Ela me felicitou com um sorriso tão lindo que eu ri também antes de continuar.

—Eu ainda não aceitei. - Falei sem rodeios e ela me olhou confusa, mas não disse nada. Respirei fundo e continuei. - Olhe, Ginny, eu tenho certeza que você sabe o que eu quero te dizer, principalmente depois do que aconteceu no sábado.

Eu parei um momento para dar a ela espaço para dizer algo, mas ela apenas me olhou inexpressiva e não deu indícios nenhum de que havia algo a dizer, então continuei.

—Eu não sei como, nem exatamente desde quando eu percebi isso, mas não quero mais ser só seu amigo, Gin. - Falei com pressa, como se quisesse arrancar de uma vez o curativo.

Ela me olhou por um tempo com um misto de expressões que eu não soube explicar, mas indicando claramente que isso não era o que ela mais queria ouvir no mundo, e então apoiou os cotovelos sobre as penas cruzadas e afundou o rosto nas mãos.

Agora que comecei, eu estava disposto a falar tudo o que sentia. Me levantei de onde estava e ajoelhei no chão a frente dela para ficarmos da mesma altura e mais próximos. Não tentei fazê-la me olhar, mas apoiei ambas as mãos sobre suas pernas antes de continuar.
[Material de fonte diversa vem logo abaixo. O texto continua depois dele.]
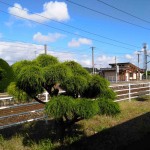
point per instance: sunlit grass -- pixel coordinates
(129, 111)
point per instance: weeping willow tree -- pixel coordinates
(85, 95)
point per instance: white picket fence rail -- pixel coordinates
(130, 91)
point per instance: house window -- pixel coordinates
(131, 74)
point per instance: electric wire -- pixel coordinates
(121, 20)
(124, 11)
(66, 31)
(72, 26)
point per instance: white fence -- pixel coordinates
(129, 91)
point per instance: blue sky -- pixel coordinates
(61, 28)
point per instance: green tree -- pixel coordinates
(46, 72)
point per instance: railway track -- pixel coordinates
(18, 114)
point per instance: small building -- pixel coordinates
(125, 72)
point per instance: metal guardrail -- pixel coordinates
(21, 122)
(129, 89)
(23, 113)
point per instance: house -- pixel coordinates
(125, 72)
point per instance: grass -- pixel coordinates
(131, 125)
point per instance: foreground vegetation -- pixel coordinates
(126, 131)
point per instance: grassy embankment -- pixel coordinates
(128, 130)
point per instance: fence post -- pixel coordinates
(129, 92)
(149, 88)
(46, 96)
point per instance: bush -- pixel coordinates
(86, 108)
(98, 87)
(18, 94)
(45, 145)
(108, 107)
(60, 106)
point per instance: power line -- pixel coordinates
(67, 31)
(121, 20)
(72, 26)
(18, 46)
(124, 11)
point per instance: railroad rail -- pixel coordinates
(19, 114)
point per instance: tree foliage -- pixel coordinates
(18, 94)
(46, 72)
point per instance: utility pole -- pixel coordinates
(145, 58)
(116, 70)
(45, 49)
(138, 64)
(35, 53)
(93, 58)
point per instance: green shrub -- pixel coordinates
(30, 79)
(108, 107)
(86, 108)
(59, 106)
(8, 75)
(45, 145)
(18, 94)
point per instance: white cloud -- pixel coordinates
(79, 42)
(86, 62)
(51, 37)
(63, 56)
(51, 10)
(1, 35)
(104, 60)
(16, 51)
(129, 57)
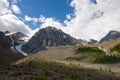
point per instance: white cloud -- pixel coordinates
(4, 4)
(15, 1)
(83, 25)
(9, 21)
(16, 9)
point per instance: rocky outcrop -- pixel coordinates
(112, 35)
(5, 39)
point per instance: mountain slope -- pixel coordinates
(112, 35)
(6, 54)
(49, 36)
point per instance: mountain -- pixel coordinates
(6, 54)
(92, 41)
(48, 36)
(112, 35)
(17, 37)
(5, 39)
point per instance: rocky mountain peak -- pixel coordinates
(48, 36)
—Nossa relação já é tão perfeita que quase nada mudaria, mas eu quero ser o cara que vai com você pra casa depois da balada. Quero te beijar daquele jeito e saber que não vou ouvir aquilo de novo, porque aquelas palavras doeram, sabia? - Falei com pressa, tentando dizer tudo de uma vez.

Parei tempo suficiente para organizar meus pensamentos e o que diria a seguir, e então continuei:

— Eu quero namorar você, agradar você ainda mais. Te encher de presentes e de carinho, eu sei tudo que você gosta então seria tão fácil. Até mesmo acordar com você toda espalhada em cima de mim me atrapalhando dormir.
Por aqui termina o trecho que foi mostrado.